Dan mungkin beginilah seharusnya fiksi mikro: bukan semata ringkas, tapi menyimpan gema yang panjang. Bukan sekadar punchline, tapi pertanyaan yang menggantung. Bukan hanya bisa dibagikan, tapi juga bisa diam-diam ditangisi tanpa perlu komentar atau tanda suka. Dalam dunia yang semakin keras suaranya, sastra (termasuk yang mikro), harusnya tetap menyisakan ruang sunyi.

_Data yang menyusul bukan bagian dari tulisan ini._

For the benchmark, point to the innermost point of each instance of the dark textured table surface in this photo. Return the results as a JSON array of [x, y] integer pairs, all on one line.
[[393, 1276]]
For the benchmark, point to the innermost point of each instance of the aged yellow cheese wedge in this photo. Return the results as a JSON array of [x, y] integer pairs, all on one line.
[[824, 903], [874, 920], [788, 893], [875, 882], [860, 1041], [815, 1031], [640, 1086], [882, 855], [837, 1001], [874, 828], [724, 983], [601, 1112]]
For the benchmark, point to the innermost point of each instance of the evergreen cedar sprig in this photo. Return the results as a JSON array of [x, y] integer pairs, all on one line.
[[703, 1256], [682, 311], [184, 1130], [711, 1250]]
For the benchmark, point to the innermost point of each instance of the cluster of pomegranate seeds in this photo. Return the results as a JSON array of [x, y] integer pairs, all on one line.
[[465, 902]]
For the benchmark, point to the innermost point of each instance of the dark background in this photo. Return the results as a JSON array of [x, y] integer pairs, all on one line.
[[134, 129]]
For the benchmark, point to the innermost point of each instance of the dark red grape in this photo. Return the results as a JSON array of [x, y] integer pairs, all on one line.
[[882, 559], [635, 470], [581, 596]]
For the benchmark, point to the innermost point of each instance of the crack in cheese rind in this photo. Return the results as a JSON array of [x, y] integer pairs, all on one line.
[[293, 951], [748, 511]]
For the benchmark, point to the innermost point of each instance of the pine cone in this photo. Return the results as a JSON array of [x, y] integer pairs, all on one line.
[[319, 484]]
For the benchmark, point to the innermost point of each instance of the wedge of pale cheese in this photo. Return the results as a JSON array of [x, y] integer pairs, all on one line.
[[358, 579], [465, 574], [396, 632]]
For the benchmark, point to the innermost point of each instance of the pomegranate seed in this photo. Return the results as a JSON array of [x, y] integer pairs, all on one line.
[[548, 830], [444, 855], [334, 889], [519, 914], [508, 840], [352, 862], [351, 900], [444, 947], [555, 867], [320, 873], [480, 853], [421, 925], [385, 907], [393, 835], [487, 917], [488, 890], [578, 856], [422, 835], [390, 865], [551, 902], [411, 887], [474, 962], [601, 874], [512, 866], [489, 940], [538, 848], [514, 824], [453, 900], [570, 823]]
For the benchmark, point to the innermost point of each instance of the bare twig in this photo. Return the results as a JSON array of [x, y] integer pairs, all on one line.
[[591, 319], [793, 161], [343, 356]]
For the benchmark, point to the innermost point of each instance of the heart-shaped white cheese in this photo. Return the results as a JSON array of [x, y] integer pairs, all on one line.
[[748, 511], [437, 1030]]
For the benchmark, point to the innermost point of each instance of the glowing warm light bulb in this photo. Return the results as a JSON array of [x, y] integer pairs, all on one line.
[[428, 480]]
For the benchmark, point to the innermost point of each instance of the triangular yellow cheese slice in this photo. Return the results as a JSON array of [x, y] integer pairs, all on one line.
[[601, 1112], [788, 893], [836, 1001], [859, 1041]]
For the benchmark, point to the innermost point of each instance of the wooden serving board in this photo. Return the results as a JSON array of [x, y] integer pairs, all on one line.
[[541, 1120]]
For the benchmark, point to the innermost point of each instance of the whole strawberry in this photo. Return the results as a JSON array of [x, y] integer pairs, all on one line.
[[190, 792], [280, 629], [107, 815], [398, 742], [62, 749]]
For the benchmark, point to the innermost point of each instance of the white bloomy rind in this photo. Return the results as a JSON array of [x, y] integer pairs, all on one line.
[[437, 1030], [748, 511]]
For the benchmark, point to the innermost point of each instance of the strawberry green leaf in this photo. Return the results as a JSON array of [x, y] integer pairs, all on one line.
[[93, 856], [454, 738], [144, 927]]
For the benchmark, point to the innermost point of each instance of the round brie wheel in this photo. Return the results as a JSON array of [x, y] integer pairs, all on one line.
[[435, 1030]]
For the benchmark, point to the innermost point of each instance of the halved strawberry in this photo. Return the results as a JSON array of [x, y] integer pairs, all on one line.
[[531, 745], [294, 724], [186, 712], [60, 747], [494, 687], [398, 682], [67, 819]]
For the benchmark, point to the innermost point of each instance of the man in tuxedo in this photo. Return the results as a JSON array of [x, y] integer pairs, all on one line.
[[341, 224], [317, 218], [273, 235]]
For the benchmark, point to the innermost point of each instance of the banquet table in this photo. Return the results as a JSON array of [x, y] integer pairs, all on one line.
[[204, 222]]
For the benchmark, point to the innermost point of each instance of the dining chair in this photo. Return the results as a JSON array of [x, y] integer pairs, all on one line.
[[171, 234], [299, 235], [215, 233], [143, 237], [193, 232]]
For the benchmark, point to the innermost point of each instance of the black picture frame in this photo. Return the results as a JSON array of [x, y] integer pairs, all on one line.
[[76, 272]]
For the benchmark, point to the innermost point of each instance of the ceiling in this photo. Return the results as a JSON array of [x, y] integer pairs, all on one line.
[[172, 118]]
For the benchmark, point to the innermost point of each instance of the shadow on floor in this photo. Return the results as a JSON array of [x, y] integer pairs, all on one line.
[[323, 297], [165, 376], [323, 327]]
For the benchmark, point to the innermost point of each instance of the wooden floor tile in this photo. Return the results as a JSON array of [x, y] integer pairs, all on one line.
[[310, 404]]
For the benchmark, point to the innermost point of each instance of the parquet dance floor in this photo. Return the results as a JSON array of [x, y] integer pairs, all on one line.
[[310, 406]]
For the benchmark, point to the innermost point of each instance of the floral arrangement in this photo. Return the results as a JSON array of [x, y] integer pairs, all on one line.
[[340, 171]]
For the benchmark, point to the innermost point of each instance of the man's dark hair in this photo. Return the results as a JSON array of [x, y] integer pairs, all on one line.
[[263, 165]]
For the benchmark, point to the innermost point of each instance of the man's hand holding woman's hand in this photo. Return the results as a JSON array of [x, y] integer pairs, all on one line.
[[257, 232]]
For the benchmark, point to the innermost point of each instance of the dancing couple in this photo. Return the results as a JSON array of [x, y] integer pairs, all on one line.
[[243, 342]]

Tapi kita juga tak bisa memaksakan romantisme masa lalu pada zaman yang berubah. Microfiction bukan pengkhianatan terhadap sastra panjang; ia hanyalah bentuk baru, seperti haiku yang lahir dari kebutuhan menyingkat kesunyian jadi tiga baris. Yang penting bukan panjangnya, tapi niatnya. Yang menentukan bukan jumlah karakter, tapi kedalaman jiwa yang menggerakkan karakter itu ditulis. Sama seperti kita tak bisa menilai doa dari lamanya dibaca, kita pun tak bisa mengukur cerita dari jumlah katanya. Tapi kita bisa merasakan: apakah ia tulus?

Tentu, kita boleh sinis sebentar. Ada banyak fiksi mikro yang lebih pantas disebut sebagai status galau dengan gaya bahasa menye-menye: "Aku dan dia adalah dua titik yang dijahit takdir, tapi benangnya putus sebelum senja." Kalimat seperti ini, walaupun tampaknya dalam dan menggugah emosi, sebenarnya seperti kopi sachet tiga-in-satu: manis, cepat jadi, dan penuh gula buatan.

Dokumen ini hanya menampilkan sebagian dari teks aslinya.